A total of 3,455.54 tons of solid manure were removed from the wetlands near Emerald Sky Dairy. The manure was spread at a rate ranging from 10 tons per acre to 50 tons per acre, depending on the field, according to the DNR report.
The total amount of manure removed from the wetlands was the equivalent of about 7,000 half-ton pickup truck loads or 6.91 million pounds of manure.
During the cleanup, a tear in the liner of the waste storage facility also was detected. A new section of liner was put over the tear, and then the liner was weighted down with a three-foot deep section of sand to seal the tear.
At the time of the remediation, representatives for Emerald Sky Dairy said they wanted to construct a new waste storage facility. In addition to the tear in the liner, excessive accumulation of manure solids had reduced the storage capacity, and the solids were unable to be removed from under the cover without damaging the structure, according to the DNR report.
Building a new waste storage facility would bring Emerald Sky Dairy into compliance with current state standards and would also address feed storage pad runoff, the manure solids stacking area and the calf shed runoff, the DNR report states.
According to information Dupre provided, a new waste storage facility has been built at Emerald Sky Dairy, and the old manure lagoon has been abandoned and filled in.
In some areas of the wetland, manure was 13 inches deep, and a yard stick was fully submerged without reaching the bottom of the discharged material on the south edge of the wetland pond, according to the DNR report.
Liz Griffith, safety director for Emerald Sky Dairy, reported the manure spill to the DNR hotline on Wednesday, March 29, 2017. The DNR had received an anonymous text message informing them of the manure spill at Emerald Sky Dairy on Tuesday, March 28. Steve Olson, a land use and conservation specialist with St. Croix County, had received an anonymous e-mail message regarding the manure spill and contacted the farm. Olson and Griffith conducted a site visit March 29, and Olson recommended Emerald Sky Dairy call the hotline about what he had discovered during his visit, according to the DNR report.
T.J. Tuls was not part of the Emerald Sky Dairy operation at the time of the manure spill, and the previous manager, Mark Tuls, was fired soon after the manure spill, although the reasons why Mark Tuls was fired were not known. Griffith also was not employed by Emerald Sky Dairy at the time of the manure spill, the DNR report states.
All together, Emerald Sky Dairy spent $152,519 on cleanup of the manure spill.
The DNR made a referral to the Wisconsin Department of Justice on April 26, 2018, about the Emerald Sky Dairy manure spill for alleged violations of the dairy’s Wisconsin Pollutant Discharge Elimination System permit.

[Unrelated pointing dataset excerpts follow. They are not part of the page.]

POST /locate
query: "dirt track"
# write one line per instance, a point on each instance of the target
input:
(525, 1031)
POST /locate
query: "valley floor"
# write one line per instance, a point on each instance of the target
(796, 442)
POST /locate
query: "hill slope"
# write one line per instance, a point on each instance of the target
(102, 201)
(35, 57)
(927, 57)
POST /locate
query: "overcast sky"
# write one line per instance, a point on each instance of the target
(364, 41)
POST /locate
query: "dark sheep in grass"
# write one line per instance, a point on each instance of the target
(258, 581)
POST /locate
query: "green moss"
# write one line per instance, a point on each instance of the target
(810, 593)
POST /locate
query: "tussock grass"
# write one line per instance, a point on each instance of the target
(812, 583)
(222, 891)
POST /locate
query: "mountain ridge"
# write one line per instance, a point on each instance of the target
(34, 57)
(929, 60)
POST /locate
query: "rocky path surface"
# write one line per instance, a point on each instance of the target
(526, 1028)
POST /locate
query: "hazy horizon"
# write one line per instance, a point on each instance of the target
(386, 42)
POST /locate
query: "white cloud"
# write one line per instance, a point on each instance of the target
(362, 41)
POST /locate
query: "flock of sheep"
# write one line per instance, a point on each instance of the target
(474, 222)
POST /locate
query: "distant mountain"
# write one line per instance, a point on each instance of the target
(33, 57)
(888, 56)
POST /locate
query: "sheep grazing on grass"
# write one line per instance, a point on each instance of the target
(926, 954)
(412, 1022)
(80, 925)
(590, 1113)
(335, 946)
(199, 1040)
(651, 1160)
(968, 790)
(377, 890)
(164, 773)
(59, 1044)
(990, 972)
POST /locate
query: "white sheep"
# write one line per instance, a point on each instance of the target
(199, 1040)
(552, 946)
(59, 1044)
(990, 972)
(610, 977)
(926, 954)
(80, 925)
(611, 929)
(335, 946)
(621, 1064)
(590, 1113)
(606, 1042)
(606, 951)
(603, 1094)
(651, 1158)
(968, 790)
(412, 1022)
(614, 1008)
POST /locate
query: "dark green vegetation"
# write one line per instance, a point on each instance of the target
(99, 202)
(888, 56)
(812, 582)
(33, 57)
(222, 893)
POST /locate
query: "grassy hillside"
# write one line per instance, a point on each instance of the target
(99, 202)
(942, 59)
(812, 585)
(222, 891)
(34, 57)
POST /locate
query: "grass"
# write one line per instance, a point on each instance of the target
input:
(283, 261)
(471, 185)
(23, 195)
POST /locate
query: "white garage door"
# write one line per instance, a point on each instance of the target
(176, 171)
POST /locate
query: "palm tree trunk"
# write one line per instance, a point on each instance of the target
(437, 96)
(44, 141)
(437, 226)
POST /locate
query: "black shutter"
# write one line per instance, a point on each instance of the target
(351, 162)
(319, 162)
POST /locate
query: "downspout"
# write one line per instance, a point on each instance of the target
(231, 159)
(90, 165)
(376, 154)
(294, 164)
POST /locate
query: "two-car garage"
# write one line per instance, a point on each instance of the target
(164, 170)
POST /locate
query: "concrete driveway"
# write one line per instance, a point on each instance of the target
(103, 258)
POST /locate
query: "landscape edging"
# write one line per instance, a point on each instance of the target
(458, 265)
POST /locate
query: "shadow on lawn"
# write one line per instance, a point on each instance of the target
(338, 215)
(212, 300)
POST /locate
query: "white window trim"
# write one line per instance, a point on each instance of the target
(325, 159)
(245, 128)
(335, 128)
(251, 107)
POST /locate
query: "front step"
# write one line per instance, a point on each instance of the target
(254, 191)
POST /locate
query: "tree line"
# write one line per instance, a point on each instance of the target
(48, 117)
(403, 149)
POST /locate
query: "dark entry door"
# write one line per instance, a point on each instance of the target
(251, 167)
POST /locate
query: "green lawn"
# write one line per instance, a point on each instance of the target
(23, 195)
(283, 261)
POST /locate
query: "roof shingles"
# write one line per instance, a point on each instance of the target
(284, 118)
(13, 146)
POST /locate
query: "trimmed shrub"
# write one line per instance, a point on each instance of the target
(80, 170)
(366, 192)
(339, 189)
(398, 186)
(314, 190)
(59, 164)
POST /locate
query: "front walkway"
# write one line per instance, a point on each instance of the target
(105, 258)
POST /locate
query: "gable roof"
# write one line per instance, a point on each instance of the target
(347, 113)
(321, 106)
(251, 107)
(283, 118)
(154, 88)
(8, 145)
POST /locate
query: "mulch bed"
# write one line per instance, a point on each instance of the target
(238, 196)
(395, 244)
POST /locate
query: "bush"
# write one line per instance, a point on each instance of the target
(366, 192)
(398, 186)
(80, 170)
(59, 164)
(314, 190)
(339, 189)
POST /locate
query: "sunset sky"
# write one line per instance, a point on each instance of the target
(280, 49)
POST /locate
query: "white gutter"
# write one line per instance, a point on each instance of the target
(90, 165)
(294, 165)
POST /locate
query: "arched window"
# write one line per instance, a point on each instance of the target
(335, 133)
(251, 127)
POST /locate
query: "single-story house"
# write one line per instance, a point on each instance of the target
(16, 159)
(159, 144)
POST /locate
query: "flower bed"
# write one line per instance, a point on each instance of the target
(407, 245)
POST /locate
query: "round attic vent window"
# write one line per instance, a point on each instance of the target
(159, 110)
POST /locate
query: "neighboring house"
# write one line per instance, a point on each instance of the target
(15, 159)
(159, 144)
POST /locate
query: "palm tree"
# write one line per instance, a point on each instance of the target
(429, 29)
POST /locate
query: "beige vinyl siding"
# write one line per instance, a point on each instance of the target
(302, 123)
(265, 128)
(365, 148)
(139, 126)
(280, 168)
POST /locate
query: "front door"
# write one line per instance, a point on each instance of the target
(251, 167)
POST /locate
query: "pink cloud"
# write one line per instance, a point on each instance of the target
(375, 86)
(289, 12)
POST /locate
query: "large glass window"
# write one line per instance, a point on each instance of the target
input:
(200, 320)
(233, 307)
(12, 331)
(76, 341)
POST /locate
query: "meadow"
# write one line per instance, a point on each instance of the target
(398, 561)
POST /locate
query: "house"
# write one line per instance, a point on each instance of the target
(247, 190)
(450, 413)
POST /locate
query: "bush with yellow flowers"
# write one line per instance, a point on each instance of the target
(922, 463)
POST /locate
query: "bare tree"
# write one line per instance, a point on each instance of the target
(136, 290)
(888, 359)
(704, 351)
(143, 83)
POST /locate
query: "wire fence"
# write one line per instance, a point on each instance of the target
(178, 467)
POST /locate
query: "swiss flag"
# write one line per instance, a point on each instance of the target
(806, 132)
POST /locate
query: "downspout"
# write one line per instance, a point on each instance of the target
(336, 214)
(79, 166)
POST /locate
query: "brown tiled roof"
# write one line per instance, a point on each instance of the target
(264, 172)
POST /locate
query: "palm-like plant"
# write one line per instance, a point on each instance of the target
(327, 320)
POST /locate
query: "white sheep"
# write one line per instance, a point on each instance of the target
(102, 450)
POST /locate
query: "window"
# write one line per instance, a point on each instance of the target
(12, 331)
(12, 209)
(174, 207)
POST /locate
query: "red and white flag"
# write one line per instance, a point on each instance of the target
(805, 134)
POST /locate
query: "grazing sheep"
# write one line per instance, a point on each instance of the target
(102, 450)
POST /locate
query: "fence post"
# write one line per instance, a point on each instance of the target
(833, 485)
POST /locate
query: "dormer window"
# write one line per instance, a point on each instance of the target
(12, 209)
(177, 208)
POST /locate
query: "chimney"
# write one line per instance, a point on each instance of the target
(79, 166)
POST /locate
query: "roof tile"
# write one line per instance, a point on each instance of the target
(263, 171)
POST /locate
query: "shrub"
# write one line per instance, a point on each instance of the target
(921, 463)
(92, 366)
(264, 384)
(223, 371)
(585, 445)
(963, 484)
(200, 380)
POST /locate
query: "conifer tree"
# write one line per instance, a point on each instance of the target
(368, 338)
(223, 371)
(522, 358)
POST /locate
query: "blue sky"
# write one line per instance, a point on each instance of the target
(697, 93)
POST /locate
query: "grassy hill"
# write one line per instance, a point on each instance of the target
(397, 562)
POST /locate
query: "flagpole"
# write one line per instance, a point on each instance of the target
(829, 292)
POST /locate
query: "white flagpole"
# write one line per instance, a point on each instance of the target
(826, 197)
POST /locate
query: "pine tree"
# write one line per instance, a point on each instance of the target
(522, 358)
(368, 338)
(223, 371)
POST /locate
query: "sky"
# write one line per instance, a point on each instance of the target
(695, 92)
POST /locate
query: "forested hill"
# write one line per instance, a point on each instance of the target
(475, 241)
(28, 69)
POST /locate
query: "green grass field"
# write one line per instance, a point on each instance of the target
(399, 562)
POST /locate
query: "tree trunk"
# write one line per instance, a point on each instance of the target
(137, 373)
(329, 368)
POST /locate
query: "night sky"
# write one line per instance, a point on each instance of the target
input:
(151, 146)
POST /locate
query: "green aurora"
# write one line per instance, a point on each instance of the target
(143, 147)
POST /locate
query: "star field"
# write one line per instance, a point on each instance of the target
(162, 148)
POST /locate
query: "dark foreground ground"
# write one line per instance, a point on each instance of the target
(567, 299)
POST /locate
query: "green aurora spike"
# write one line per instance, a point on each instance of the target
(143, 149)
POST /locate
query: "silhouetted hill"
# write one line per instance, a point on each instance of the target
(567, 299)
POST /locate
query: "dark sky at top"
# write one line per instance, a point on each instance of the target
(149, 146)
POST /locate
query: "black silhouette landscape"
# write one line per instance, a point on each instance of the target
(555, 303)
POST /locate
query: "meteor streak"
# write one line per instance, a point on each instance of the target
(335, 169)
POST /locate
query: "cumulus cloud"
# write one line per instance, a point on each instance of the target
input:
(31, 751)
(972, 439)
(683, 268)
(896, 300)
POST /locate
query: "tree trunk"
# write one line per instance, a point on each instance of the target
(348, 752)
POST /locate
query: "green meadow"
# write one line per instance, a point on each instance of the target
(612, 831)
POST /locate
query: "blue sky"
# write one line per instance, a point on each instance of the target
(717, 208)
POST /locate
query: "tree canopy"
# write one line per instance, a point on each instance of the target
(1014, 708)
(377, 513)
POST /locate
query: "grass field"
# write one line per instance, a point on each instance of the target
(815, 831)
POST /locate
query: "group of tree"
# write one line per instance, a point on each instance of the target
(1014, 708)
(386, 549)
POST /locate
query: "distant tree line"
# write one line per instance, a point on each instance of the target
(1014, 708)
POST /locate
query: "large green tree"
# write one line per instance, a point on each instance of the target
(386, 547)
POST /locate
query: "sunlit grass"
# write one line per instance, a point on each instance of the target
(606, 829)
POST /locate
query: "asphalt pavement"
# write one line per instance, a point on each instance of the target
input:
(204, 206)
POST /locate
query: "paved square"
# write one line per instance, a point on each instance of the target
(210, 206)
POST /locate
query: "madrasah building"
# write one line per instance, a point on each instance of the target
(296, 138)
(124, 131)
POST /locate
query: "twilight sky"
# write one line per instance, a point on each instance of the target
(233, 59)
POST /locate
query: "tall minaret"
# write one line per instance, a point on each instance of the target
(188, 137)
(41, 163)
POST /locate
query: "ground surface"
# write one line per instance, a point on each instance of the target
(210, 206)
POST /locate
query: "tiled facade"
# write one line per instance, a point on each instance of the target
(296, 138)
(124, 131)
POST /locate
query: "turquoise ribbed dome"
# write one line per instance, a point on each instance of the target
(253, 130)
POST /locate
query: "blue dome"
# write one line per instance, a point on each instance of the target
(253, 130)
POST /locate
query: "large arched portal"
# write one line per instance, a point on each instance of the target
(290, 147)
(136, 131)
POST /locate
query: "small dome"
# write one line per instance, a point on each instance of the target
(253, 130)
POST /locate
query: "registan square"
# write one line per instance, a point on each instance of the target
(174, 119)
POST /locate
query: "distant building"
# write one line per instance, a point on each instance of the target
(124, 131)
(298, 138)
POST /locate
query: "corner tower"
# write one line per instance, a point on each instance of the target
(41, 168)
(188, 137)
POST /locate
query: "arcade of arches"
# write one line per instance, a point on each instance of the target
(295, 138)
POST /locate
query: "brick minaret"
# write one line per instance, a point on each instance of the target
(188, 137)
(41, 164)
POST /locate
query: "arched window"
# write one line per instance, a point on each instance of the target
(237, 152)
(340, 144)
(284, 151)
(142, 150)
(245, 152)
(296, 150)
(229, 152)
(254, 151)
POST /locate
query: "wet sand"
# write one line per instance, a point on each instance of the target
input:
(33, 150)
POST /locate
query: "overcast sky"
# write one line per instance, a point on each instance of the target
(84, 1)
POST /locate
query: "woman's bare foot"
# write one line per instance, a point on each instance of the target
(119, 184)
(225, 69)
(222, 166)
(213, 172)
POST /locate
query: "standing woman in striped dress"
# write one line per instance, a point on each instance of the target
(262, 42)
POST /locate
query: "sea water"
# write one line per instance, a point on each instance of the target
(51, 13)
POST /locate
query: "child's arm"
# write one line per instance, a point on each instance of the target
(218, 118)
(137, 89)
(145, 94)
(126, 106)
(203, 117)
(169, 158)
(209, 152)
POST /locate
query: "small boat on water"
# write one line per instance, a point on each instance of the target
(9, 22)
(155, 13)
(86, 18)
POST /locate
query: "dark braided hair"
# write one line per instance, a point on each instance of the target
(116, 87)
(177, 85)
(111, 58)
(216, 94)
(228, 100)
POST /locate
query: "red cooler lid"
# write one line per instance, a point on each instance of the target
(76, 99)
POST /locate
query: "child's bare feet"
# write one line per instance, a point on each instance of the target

The alleged violations of permit conditions include production area discharge limitations; discharge prevention; duty to mitigate; spill reporting; and noncompliance 24 hour reporting.
A decision has not yet been made by the DOJ whether to take any enforcement action against Emerald Sky Dairy in the form of civil prosecution.
Emerald Dairy LLC was purchased by Emerald Sky Dairy on March 1, 2016.
In April of 2016, Emerald Sky Dairy submitted a preliminary application to modify the WPDES permit to expand the dairy facility.
DNR staff visited Emerald Sky Dairy August 30, 2016, to discuss the plans for expansion and noticed issues that required immediate action, such as stacks of manure, a pile of dead animals and a manure-laden sand building that was overflowing but with no runoff controls present.
Leah Nicol of the DNR spoke by telephone with Emerald Sky Dairy owner Todd Tuls about the issues that had been found on the site visit on September 2, 2016, and on October 4, 2016, a letter regarding Emerald Sky Dairy’s incomplete application for a modification to the WPDES permit was mailed out.
The DNR did not receive final application materials to modify Emerald Sky Dairy’s WPDES permit for the proposed expansion, according to the DNR report.